So the second week, I ran two mailboxes a day. Third week, three mailboxes a day.
Yes, many of you have heard this before. Which is one of the secrets to excellent results – repetition. Never get tired of doing the basic, common sense things.
Stories are critical to perpetuating past success and moving to even greater success. You already knew that right?
Eventually, the goals became impossible, but their pursuit was compelling.
What’s fascinating is how intense it was to rise to the level of representing the United States at the 2009 Master’s Track & Field World Championships, without anyone knowing.
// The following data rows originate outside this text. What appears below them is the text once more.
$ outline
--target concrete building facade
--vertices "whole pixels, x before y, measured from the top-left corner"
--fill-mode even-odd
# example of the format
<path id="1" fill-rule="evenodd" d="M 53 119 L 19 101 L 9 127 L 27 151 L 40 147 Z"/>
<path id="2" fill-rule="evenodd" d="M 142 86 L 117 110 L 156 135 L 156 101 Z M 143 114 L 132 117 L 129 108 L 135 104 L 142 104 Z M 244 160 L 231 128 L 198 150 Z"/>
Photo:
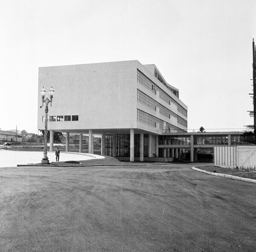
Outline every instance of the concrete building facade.
<path id="1" fill-rule="evenodd" d="M 40 91 L 55 91 L 48 116 L 44 116 Z M 54 131 L 101 134 L 102 154 L 120 159 L 171 160 L 159 153 L 158 136 L 166 130 L 186 131 L 187 107 L 179 90 L 169 85 L 154 64 L 138 61 L 41 67 L 39 70 L 38 125 L 47 119 L 50 150 Z M 80 145 L 82 151 L 82 145 Z M 166 159 L 166 160 L 167 160 Z"/>

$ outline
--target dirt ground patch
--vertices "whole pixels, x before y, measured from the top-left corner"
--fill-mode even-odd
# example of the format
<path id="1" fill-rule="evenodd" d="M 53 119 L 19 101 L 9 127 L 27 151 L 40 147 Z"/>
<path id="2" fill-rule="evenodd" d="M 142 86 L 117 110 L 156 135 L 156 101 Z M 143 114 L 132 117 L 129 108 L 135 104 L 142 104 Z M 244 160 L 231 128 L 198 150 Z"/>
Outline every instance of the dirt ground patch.
<path id="1" fill-rule="evenodd" d="M 250 170 L 240 170 L 239 169 L 232 169 L 230 168 L 222 168 L 214 165 L 206 165 L 204 166 L 196 166 L 196 168 L 204 170 L 207 171 L 227 174 L 236 176 L 241 178 L 246 178 L 252 180 L 256 180 L 256 171 Z"/>

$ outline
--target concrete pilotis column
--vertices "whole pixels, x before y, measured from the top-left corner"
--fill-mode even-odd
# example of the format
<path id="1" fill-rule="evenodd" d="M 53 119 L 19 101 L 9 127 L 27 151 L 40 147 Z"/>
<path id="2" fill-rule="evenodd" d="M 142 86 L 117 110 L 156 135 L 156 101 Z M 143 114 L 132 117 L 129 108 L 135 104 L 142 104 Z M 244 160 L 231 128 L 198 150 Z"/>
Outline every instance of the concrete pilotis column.
<path id="1" fill-rule="evenodd" d="M 140 161 L 144 161 L 144 134 L 140 134 Z"/>
<path id="2" fill-rule="evenodd" d="M 116 156 L 116 134 L 113 134 L 113 156 Z"/>
<path id="3" fill-rule="evenodd" d="M 50 151 L 53 150 L 53 134 L 54 132 L 52 130 L 50 130 Z"/>
<path id="4" fill-rule="evenodd" d="M 194 162 L 194 135 L 190 135 L 190 161 Z"/>
<path id="5" fill-rule="evenodd" d="M 170 149 L 166 148 L 166 157 L 170 157 Z"/>
<path id="6" fill-rule="evenodd" d="M 89 130 L 89 146 L 88 147 L 88 152 L 90 154 L 93 154 L 93 130 Z"/>
<path id="7" fill-rule="evenodd" d="M 156 156 L 158 157 L 158 135 L 156 136 Z"/>
<path id="8" fill-rule="evenodd" d="M 130 130 L 130 161 L 134 161 L 134 129 Z"/>
<path id="9" fill-rule="evenodd" d="M 152 134 L 148 134 L 148 156 L 152 156 Z"/>
<path id="10" fill-rule="evenodd" d="M 105 132 L 102 133 L 101 154 L 105 155 Z"/>
<path id="11" fill-rule="evenodd" d="M 66 133 L 66 151 L 69 151 L 69 132 Z"/>
<path id="12" fill-rule="evenodd" d="M 231 135 L 230 134 L 227 135 L 227 145 L 231 146 Z"/>
<path id="13" fill-rule="evenodd" d="M 163 148 L 163 157 L 166 157 L 166 148 Z"/>
<path id="14" fill-rule="evenodd" d="M 178 148 L 175 148 L 174 150 L 174 157 L 178 158 Z"/>
<path id="15" fill-rule="evenodd" d="M 80 134 L 79 135 L 79 152 L 83 152 L 83 134 Z"/>
<path id="16" fill-rule="evenodd" d="M 172 148 L 172 149 L 171 149 L 171 156 L 172 157 L 174 157 L 174 148 Z"/>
Neighbors. Family. Work. Ten years. Ten years of dedicated, relentless effort.
Invisible to everyone around me. For a decade.
Now, neighbors know. And Family knows. Yet to this day, most where I work have no idea.
And so the question today is this, “What is your impossible goal and will you persue it without any fanfare or glory, but just for the sake that it’s a noble goal?”
Steve Prefontaine. The son of an Oregon logger man.
Too small for football. Too slow for track. Not a sprinter. Also not fast enough to be a great miler.
But, he could endure more pain than anyone else.
He set the the National High School two-mile record. Bill Bowerman, the University of Oregon head Track Coach, recruited “Pre” and the two of them forever changed American running.
Steve Prefontaine is the only athlete, ever, which Nike has immortalized with a bronze statue. Are ya with me? The only one.
This You Tube video is the final five minutes (of a 13-minute race) of the 1972 Munich Olympics 5,000 meter final. It’s breathtaking, and awe inspiring to watch a man run the best race of his life, and finish fourth.
America thought the best was still to come and the world knew that Steve Prefontaine would return in four years, with a vengence and determination to win the Olympic Gold medal and set a new World Record.
But a tragic, late night car crash changed all that.